Mulhyanggi Arboretum

Mulhyanggi Arboretum is a lush arboretum located in downtown Osan, Gyeonggi-do. Standing on a plot of land measuring 100,000-pyeong, the arboretum has 16 themed parks with over 1,700 species of plants and a range of subsidiary facilities. It takes approximately two hours to tour the entire arboretum at a leisurely pace.

☞ Go to Mulhyanggi Arboretum
☞ Homepage: (Korean)

* Note
Crown Prince Sado (King Jangjo, 1735-1762) was the second son of King Yeongjo, the 21st king of the Joseon Dynasty (1392-1910). King Yeongjo (1724-1776) is known as one of the greatest kings in history and is credited with turning the kingdom into a powerful dynasty during the 18th century. The honorable king is known for his efforts and relative success in relieving cutthroat political tensions between different factions as well as for his implementation of policies that reduced the burden of excess taxes on the people.

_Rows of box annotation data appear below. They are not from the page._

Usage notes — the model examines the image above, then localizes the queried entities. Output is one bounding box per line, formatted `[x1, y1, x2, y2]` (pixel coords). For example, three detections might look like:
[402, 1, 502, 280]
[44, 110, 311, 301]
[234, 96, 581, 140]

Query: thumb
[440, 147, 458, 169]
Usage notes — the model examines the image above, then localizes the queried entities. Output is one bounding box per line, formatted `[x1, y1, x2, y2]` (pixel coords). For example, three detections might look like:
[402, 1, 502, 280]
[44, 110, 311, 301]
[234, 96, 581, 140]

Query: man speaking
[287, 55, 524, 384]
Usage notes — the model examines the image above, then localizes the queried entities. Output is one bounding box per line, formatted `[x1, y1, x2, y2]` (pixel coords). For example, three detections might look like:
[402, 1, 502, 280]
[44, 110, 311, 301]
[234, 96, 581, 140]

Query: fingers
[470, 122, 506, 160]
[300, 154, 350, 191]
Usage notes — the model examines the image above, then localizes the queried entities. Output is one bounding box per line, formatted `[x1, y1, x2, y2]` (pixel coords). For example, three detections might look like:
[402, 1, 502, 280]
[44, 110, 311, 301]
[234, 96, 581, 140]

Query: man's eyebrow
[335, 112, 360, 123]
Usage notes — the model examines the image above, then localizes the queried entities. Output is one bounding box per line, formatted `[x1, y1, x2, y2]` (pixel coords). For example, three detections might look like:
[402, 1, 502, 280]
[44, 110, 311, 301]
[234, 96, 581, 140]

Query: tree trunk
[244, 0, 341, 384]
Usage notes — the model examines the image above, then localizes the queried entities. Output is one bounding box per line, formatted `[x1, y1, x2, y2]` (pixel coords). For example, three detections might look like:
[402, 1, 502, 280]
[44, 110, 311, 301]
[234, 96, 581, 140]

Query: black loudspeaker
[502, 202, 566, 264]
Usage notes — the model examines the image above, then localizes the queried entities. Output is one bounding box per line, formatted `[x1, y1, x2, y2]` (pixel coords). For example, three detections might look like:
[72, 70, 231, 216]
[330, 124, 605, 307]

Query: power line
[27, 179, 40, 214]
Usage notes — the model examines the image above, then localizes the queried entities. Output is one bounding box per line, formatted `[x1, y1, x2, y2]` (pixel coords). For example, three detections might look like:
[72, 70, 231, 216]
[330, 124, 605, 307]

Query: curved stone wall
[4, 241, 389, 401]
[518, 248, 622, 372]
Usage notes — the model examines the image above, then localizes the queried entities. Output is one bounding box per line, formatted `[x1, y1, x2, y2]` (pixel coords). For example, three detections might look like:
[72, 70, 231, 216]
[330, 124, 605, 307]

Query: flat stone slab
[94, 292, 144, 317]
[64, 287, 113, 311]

During his reign, the king tragically fell prey to an evil scheme concocted by opposing parties and was tricked into killing his own son by trapping him in an airtight rice bin. After realizing his terrible mistake, Yeongjo was deeply grieved and appointed Jeongjo, the son of Crown Prince Sado, as king. Later, King Jeongjo had his father's grave moved to Suwon and visited frequently with his subordinates to pay tribute and give his heartfelt respects to his father.